ERNEST DAVIES (THE ELMIRA EXPRESS)

Evde hasta yatıyorum dün akşamdan beri. Tüm gece uyumakta zorluk çektim. Sabah 7'de artık dayanamayıp kalktım yataktan. Salona geçip kaç gündür izlemek istediğim filmi koydum dvd player'a ve uzandım koltuğa.

---Spoiler içerir---

Filmin adı The Express. Amerikan futbolunda gelmiş geçmiş en iyi siyahi kolej oyuncularından biri olan Ernest Davies'in gerçek yaşam hikayesinden bahsediyor. Davies 1 yıl boyunca kolej futbolunda en iyi performansı ortaya koyanlara verilen Heisman Ödülü'nü kazanan ilk Afro-Amerikan futbolcu olarak tarihe geçen biri. Ve hayat hikayesi son derece acıklı.

Babasının O daha çok ufakken bir kaza sonucu hayatını kaybetmesinin ardından annesi başka bir şehre taşınır. Davies 12 yaşına kadar büyükbabası ve büyükannesinin yanında Pittsburgh'da yaşar. Sonra bir gün bir başkasıyla evlenmiş olan annesi çıkagelir ve O'nu alarak Newyork Elmira'ya götürür. Buraya taşınır taşınmaz kendindeki cevherin farkında olan Davies amerikan futbolu oynamaya başlar ve küçükler liginde 2 yıl üstüste Allstar seçilir.

Elmira Lisesi yıllarında futbol sahalarında olan yeteneği ve başarısı artık herkes tarafından görülmeye başlar. Kolej futbolunun en iyi koşucularından biridir. Topu aldığında O'nu durdurmak çok zordur, bir boğa gibi güçlü, tazı gibi hızlıdır. O dönemde Amerika'da zencilere olan kötü yaklaşımlar da üst düzeydedir. Bu yüzden birçok üniversite zenci oyunculara burs teklifinde bulunmaz. Ama Davies'e 50 civarında burs teklifi gelir. O da tercihini Syracuse Üniversitesi'nden yana kullanır.
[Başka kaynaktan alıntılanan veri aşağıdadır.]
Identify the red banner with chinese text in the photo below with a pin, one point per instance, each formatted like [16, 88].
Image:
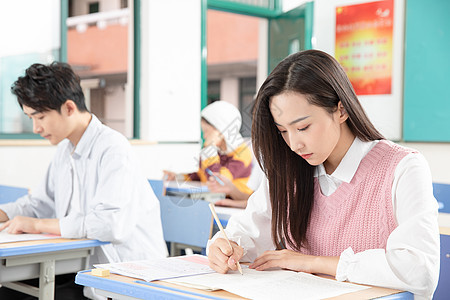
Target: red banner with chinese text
[364, 45]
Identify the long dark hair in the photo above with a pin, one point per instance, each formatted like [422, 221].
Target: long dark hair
[323, 81]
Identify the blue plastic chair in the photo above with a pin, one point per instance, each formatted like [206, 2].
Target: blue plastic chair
[11, 193]
[184, 220]
[441, 192]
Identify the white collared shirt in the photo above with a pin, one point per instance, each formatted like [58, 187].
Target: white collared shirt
[116, 202]
[411, 258]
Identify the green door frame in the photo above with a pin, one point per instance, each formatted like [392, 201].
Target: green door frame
[250, 10]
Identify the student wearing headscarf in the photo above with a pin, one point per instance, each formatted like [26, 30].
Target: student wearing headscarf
[225, 153]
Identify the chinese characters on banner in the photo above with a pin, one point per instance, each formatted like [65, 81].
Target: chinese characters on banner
[364, 45]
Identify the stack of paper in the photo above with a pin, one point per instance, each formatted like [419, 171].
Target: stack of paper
[162, 268]
[267, 284]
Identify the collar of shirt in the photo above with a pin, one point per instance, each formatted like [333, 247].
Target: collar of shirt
[346, 169]
[86, 142]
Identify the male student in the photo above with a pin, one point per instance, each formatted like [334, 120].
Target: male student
[93, 187]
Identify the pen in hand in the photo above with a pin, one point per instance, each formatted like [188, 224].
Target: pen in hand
[214, 176]
[213, 211]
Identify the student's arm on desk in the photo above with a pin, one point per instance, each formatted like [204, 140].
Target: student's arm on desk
[295, 261]
[21, 224]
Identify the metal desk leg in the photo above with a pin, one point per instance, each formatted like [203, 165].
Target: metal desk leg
[47, 280]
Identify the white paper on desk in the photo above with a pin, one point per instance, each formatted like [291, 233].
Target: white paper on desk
[163, 268]
[269, 284]
[6, 237]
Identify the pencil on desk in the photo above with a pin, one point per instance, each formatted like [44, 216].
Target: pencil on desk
[213, 211]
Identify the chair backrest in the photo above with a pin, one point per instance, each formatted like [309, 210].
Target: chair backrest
[441, 192]
[11, 193]
[184, 220]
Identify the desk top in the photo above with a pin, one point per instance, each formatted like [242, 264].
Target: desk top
[50, 245]
[133, 287]
[186, 187]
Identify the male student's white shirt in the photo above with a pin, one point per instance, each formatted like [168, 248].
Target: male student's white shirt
[116, 202]
[411, 258]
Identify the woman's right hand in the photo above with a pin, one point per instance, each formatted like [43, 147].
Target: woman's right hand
[169, 176]
[222, 258]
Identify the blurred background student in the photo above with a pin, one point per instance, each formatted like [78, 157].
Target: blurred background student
[226, 161]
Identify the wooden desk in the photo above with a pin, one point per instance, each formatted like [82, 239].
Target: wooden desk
[43, 259]
[122, 287]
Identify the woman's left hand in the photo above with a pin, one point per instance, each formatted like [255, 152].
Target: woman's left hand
[295, 261]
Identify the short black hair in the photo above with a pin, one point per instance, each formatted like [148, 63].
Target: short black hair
[48, 87]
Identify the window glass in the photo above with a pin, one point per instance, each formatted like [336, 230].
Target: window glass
[30, 35]
[98, 49]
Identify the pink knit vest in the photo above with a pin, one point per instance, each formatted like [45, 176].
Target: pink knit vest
[358, 214]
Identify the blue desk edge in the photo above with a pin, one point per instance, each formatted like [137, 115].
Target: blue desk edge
[32, 249]
[131, 289]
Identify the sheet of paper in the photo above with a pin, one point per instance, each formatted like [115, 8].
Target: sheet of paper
[6, 237]
[163, 268]
[266, 284]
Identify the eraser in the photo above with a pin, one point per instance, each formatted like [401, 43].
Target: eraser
[100, 272]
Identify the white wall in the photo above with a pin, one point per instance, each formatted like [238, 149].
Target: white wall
[26, 165]
[34, 31]
[171, 70]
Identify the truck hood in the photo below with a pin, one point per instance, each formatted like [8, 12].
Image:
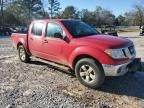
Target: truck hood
[104, 41]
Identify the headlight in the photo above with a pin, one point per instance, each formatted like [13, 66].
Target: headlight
[115, 53]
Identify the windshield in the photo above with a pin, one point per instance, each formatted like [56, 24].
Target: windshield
[79, 28]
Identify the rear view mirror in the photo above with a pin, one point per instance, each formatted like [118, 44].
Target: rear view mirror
[58, 35]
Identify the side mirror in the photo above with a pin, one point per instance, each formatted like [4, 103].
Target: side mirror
[58, 35]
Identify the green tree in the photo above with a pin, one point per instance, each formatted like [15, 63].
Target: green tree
[33, 8]
[54, 7]
[70, 12]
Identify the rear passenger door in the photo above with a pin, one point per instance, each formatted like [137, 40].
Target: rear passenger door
[35, 38]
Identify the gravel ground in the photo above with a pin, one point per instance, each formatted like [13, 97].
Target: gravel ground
[41, 85]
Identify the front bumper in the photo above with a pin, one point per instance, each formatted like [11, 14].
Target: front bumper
[119, 70]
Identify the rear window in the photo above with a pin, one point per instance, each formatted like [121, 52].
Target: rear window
[37, 29]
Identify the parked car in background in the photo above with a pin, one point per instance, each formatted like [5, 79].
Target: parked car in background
[109, 30]
[91, 55]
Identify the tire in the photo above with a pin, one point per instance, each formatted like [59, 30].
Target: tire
[89, 73]
[23, 56]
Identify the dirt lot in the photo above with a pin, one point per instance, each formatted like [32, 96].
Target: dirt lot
[41, 85]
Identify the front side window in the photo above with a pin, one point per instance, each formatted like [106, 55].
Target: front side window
[37, 29]
[52, 29]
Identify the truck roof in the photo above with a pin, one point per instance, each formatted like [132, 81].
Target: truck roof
[57, 20]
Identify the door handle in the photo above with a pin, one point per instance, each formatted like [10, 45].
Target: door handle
[45, 41]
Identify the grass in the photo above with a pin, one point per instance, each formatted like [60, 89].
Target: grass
[128, 29]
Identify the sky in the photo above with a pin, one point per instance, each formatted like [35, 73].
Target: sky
[116, 6]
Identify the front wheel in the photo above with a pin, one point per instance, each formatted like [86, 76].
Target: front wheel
[23, 56]
[89, 73]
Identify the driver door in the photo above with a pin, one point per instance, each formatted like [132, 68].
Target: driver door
[53, 48]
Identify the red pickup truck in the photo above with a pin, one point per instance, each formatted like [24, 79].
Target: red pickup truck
[73, 43]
Bir sophomore olarak ilk yılı olan 1959'da Syracuse'a NCAA Ulusal Şampiyonluğu kazandırır. Teksas'ta oynanan ki ABD'deki en ırkçı eyaletlerin başında gelir, Cotton Bowl maçındaTeksas Üniversitesi'ni 23-14 yenmeyi başarırlar. Maç öncesi antrenmanda sakatlanan Davies buna rağmen maça çıkar ve maç içinde Teksas'lı oyuncular çok sert fauller yapar, sakatlığının olduğu bacağına yumruk bile atarlar. Maçın 3. çeyreğinde oynayamayan Davies son çeyrekte sahaya tekrar döner ve takımının maçı kazanmasına başrolü oynar. Ernie Davies 1960'da Cotton Bowl ve 1961'de Liberty Bowl'da en değerli oyuncu seçilir.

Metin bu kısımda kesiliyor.